Suddenly lonely and displaced, Buddy finds peace and solace in an unlikely cross-generational friendship with a sweet-natured old woman, Sook (Patty Duke). The two join forces and embark on a series of heartwarming adventures. The evocative narrative focuses on country life, friendship, and the joy of giving during the Christmas season, and it also gently yet poignantly touches on loneliness and loss.
Originally published in ”Mademoiselle” magazine in December 1956, it was reprinted in The Selected Writings of Truman Capote in 1963. It was issued in a stand-alone hardcover edition by Random House in 1966, and it has been published in many editions and anthologies since.
Truman Capote was born Truman Streckfus Persons on September 30, 1924, in New Orleans, Louisiana. One of the 20th century’s most well-known writers, Capote was as fascinating a character as those who appeared in his stories. His parents were an odd pair—a small-town girl named Lillie Mae and a charming schemer called Arch—and they largely neglected their son, often leaving him in the care of others.
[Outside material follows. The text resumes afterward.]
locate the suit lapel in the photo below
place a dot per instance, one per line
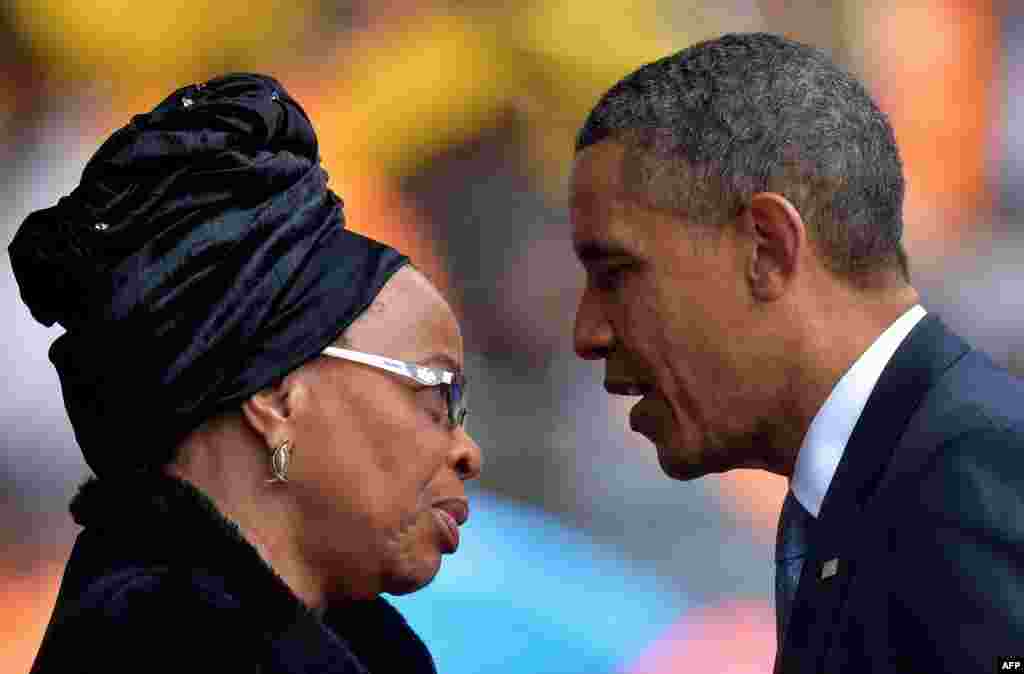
(921, 359)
Capote spent much of his young life in the care of his mother’s relatives in Monroeville, Alabama.
He formed a fast bond with his mother’s distant relative, Nanny Rumbley Faulk, whom Truman called “Sook”. “Her face is remarkable – not unlike Lincoln’s, craggy like that, and tinted by sun and wind”, is how Capote described Sook in “A Christmas Memory.”
In Monroeville, he was a neighbor and friend of author Harper Lee, (To Kill a Mockingbird) who is rumored to have based the character Dill on Capote. Lee became his life-long friend, and later aided him during the four years he spent writing one of his signature books, In Cold Blood.